Murphy's lawyers "have produced no evidence that Team Member 17's physical condition has had any effect on the performance of his duties related to the conduct of court-ordered executions," Thomas Madden, an assistant Ohio attorney general, wrote Sept. 14.

The state opposed the request by Murphy's attorneys as intrusive and potentially putting the executioner's identity at risk. The state also said the judge should recognize a physician-patient privilege.

Murphy's attorneys say they agree the executioner should remain anonymous but argued that his health has everything to do with his job.

"There are hundreds of different types of cancer," federal public defender Carol Wright said in a Sept. 16 filing. "The symptoms, treatment, prognosis, and other factors are dependent on the type of cancer."

The relevance of an executioner's health has arisen elsewhere. A judge banned Dr. Alan Doerhoff from participating in Missouri executions after he acknowledged in 2006 he had dyslexia and it was not unusual for him to make mistakes.

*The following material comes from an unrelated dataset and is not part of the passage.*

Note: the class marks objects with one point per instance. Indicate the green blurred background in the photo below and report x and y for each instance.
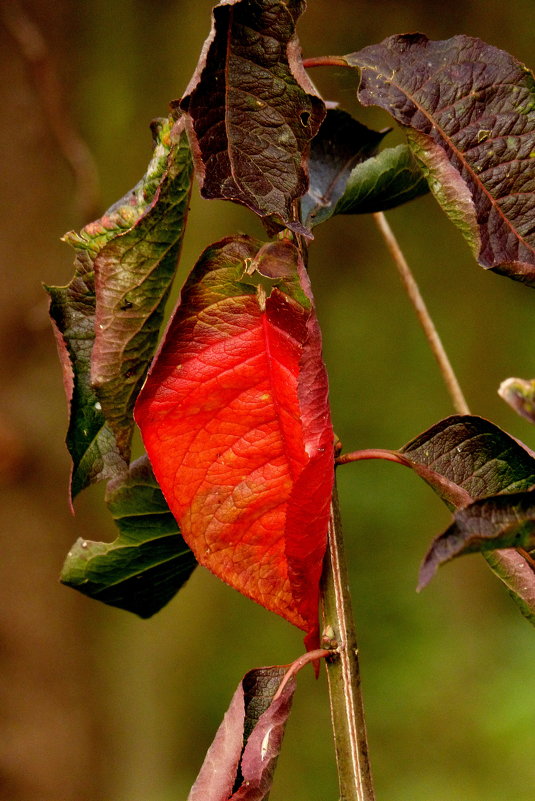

The same year in California, a judge said the state had inconsistently screened execution team members, including the lead executioner, who had post-traumatic stress disorder from his work in prisons.

Arizona removed an execution team member after a judge's 2009 order noting the man had been treated for post-traumatic stress disorder following military service in Iraq.

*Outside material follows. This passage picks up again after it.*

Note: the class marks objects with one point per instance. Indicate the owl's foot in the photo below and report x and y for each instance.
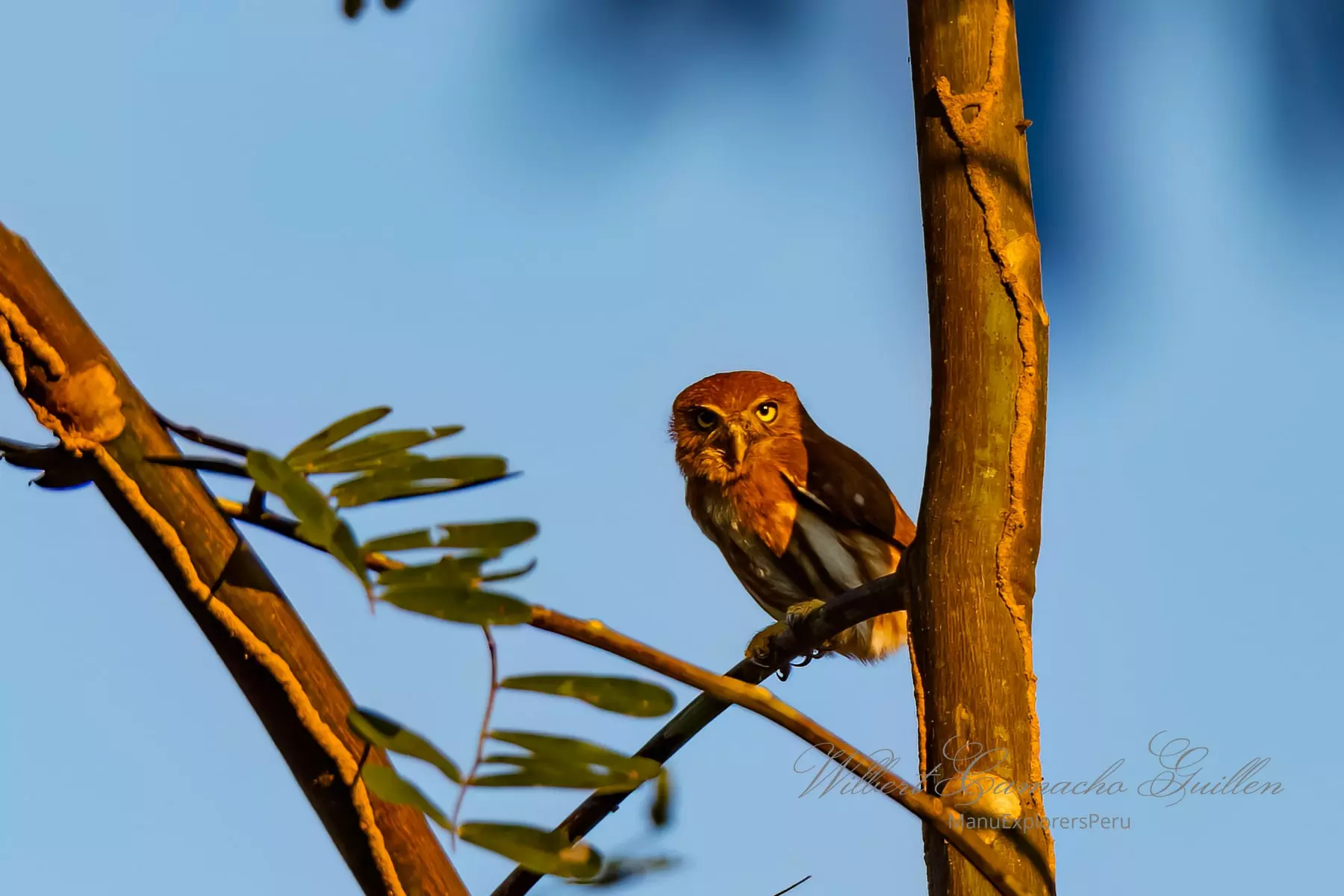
(762, 644)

During the 2009 hearings in federal court, a doctor testified that Ohio's chief executioner — Team Member 18 — was being treated for several ailments, including diabetes, hypertension, obesity and depression.

At the time, Frost ruled that while Team Member 18's health didn't affect executions, the issue could be raised in other cases.

The judge wrote, "This is not to say that the physical or mental health of an execution team member can never give rise to an issue that informs the constitutionality of Ohio's process."

In 2009, Ohio became the first state to switch to a single drug for executing inmates instead of the usual three-drug cocktail. It switched to a different single drug this year because of a shortage. In both cases, other states followed suit.

Frost has noted problems with Ohio's execution procedures but said they fall short of violating the constitution. In July, he ruled the state didn't follow its own rules for executions on everything from staffing to checking an inmate's veins, a decision that has postponed three executions while the policies are changed.

In September 2009, executioners — including Team Member 17 — tried for more than an hour to find a suitable vein in inmate Romell Broom, only to have to postpone the execution.

On Wednesday, Georgia executed Troy Davis for the murder of an off-duty police officer despite his insistence that he didn't do it, a case that captured the attention of thousands worldwide, including former President Jimmy Carter and the pope.